"You may do anything you please, provided you don't injure the furniture."

"And it won't hurt your feelings?"

"No, you couldn't touch 'em. I'll sit here and wait till you have done."

Jane flung herself on a hard chair as she spoke, and drawing a long stocking out of her pocket, began to knit furiously.

Susy, who had about as much idea of measuring a room as she had of turning the heel of a stocking took her tapes out of her pocket and began an impossible task.

Jane watched her in silence for a moment or two, but Susy's futile attempts were too much for this deft, managing creature.

"Why don't you foot it?" she exclaimed. "My word, I never saw such a way to set to work. Here, you want the length of the room. I'll do it for you. Take your pencil and paper and jot down what I say. You haven't got any? That's a nice way of doing business. Well, then, I hope you have a good memory. I always measure a yard as I walk.
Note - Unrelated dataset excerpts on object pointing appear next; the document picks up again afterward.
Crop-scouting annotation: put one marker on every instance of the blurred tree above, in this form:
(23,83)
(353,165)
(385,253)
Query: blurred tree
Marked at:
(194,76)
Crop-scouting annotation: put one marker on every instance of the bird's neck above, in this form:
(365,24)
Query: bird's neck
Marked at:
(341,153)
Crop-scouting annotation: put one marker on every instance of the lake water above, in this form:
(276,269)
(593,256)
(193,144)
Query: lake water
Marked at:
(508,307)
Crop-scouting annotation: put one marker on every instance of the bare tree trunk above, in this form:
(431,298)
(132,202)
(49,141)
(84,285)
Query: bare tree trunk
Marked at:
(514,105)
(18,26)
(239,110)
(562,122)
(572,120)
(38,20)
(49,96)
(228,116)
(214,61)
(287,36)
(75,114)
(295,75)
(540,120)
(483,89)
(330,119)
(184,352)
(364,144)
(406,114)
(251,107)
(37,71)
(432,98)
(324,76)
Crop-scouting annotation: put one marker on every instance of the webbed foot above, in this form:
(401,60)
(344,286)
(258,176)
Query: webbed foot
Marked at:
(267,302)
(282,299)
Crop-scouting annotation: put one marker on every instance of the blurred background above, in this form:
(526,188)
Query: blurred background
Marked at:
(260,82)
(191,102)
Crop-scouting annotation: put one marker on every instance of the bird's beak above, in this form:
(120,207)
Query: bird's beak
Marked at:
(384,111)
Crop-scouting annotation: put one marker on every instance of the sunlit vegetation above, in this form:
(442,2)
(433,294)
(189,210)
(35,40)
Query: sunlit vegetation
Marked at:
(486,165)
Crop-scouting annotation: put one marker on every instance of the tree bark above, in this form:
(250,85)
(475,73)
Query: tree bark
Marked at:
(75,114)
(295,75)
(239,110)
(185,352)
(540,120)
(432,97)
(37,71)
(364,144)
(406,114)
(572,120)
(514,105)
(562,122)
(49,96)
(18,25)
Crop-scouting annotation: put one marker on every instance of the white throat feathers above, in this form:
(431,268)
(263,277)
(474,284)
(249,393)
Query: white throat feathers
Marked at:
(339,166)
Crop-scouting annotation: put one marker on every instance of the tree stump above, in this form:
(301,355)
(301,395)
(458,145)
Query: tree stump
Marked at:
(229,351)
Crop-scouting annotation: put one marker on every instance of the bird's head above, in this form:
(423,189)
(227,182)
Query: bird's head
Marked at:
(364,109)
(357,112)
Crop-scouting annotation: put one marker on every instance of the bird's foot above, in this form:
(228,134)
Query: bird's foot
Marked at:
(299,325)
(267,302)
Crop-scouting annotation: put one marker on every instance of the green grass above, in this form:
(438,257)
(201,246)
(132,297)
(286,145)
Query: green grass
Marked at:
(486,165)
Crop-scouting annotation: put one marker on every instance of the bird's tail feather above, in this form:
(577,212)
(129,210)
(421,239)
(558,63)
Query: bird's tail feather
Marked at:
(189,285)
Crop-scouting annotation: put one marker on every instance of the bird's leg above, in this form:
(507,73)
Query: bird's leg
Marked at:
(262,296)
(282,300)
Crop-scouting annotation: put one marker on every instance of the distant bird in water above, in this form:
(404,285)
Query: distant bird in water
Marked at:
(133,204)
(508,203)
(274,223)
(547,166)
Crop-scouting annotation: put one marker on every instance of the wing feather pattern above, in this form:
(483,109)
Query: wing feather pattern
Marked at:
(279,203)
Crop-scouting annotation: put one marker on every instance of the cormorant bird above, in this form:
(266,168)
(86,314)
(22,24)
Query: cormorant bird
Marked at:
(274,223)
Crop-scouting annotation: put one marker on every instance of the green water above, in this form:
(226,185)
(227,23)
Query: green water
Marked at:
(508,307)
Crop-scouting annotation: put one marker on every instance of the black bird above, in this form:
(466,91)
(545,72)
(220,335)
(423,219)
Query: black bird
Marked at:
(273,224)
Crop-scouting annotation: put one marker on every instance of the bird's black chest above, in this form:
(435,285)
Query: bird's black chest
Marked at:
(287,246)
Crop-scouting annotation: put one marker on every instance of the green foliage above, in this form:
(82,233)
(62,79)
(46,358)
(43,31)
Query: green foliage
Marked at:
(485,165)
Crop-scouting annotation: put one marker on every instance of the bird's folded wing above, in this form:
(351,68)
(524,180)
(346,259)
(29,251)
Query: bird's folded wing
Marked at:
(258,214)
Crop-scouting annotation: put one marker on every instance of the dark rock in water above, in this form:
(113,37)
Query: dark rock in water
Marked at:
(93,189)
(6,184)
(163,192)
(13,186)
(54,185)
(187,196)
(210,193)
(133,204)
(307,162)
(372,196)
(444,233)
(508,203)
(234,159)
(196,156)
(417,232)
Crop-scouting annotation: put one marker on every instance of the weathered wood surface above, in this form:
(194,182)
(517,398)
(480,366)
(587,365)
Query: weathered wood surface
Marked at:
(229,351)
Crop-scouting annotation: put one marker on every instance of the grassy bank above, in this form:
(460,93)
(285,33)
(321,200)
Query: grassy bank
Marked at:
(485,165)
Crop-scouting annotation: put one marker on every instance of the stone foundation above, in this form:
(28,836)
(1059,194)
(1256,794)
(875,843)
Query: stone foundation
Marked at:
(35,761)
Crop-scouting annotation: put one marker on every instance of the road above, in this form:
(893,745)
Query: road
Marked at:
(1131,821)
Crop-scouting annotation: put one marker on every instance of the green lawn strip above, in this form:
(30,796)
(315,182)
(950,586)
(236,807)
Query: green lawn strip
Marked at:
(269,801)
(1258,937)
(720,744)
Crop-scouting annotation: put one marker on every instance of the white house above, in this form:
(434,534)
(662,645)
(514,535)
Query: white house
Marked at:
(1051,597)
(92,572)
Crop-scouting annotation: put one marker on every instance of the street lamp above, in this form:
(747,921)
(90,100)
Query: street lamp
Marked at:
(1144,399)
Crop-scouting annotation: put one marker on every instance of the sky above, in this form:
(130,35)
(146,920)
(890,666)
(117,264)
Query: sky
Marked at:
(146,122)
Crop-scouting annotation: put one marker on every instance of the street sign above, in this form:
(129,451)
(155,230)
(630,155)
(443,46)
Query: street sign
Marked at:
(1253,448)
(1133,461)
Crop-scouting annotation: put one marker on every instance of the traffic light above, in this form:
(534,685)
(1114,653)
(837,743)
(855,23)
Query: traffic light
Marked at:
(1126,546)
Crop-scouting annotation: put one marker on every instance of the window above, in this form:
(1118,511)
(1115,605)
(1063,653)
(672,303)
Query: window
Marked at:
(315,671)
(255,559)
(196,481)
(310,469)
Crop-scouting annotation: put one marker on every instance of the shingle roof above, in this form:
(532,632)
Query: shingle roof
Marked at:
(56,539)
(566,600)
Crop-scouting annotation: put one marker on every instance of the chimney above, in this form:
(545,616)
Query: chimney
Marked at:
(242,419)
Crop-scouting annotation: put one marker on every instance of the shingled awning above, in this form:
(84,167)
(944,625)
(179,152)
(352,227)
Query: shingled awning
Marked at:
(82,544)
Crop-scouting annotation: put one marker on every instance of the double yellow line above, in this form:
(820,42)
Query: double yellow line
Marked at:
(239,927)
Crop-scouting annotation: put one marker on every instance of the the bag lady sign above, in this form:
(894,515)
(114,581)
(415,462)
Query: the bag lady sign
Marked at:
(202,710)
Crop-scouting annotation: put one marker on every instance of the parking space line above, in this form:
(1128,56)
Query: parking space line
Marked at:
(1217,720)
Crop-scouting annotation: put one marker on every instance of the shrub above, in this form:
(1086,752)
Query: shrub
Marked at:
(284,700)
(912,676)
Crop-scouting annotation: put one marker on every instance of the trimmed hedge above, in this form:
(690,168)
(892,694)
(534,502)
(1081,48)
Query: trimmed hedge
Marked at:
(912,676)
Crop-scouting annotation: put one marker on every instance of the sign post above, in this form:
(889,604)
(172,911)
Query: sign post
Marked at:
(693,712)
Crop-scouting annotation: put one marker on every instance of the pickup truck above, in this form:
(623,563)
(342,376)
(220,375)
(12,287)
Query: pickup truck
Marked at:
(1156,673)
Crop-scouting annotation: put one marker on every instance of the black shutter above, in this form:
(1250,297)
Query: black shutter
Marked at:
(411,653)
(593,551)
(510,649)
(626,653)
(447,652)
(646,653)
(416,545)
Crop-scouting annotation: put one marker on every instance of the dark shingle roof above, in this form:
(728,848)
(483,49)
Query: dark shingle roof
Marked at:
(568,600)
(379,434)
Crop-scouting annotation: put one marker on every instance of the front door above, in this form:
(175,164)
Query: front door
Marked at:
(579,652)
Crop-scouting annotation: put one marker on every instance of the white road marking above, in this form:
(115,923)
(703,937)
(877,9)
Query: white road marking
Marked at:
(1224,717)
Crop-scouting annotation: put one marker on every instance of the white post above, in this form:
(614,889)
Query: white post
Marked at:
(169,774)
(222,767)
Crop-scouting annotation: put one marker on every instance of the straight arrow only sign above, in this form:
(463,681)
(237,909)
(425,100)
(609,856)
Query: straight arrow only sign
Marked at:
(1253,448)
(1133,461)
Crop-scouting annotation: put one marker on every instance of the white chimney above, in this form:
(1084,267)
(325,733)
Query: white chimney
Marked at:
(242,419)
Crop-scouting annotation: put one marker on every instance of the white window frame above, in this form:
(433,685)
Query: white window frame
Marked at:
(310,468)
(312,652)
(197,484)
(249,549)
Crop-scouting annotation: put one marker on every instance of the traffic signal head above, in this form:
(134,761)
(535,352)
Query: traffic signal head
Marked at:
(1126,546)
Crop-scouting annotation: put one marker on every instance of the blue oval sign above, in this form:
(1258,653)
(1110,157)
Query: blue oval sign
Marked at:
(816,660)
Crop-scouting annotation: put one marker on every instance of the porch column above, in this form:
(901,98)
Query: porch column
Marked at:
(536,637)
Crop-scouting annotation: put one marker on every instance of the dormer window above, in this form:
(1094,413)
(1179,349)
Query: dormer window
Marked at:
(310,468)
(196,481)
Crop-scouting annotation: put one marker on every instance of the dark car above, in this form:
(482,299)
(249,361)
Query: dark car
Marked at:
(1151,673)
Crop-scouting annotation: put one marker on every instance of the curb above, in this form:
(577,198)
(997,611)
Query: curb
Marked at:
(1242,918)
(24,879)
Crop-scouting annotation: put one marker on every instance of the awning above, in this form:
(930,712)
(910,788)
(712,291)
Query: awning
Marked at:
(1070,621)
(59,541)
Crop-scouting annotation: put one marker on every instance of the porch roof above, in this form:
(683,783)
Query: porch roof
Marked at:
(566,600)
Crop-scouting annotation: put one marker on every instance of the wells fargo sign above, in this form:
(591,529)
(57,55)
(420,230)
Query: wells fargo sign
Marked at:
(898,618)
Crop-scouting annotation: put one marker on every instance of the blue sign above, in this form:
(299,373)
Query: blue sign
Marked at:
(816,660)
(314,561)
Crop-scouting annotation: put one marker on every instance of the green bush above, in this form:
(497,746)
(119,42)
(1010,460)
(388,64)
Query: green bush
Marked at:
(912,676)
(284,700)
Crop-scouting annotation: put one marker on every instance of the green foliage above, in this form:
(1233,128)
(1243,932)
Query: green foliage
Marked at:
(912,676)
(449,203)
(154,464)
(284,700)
Now, then, you count. Here I begin—one, two, three—are you counting?"

"No," said Susy; "I'm greatly obliged, but you confuse me awfully. I won't do any more measuring to-day; I shouldn't sleep for a week if I had to keep all that in my head. Some men must come down from Liberty's or Morris's. Antonia prefers Morris, she says he's the most chic."

"I don't know what you mean by chick," said Jane Macalister, "unless you allude in some mysterious way to the fowls; but I am glad you've got sense enough not to undertake what Providence has given you no aptitude for. Now, do you or do you not want to see the rest of the house? To a person like you, it's just like any other house, only nothing like so modern and nothing like so comfortable. There's a ghost in the tower——"

"A ghost," shrieked Susy; "I tremble at ghosts, I'm in terror at them; I won't go near the tower."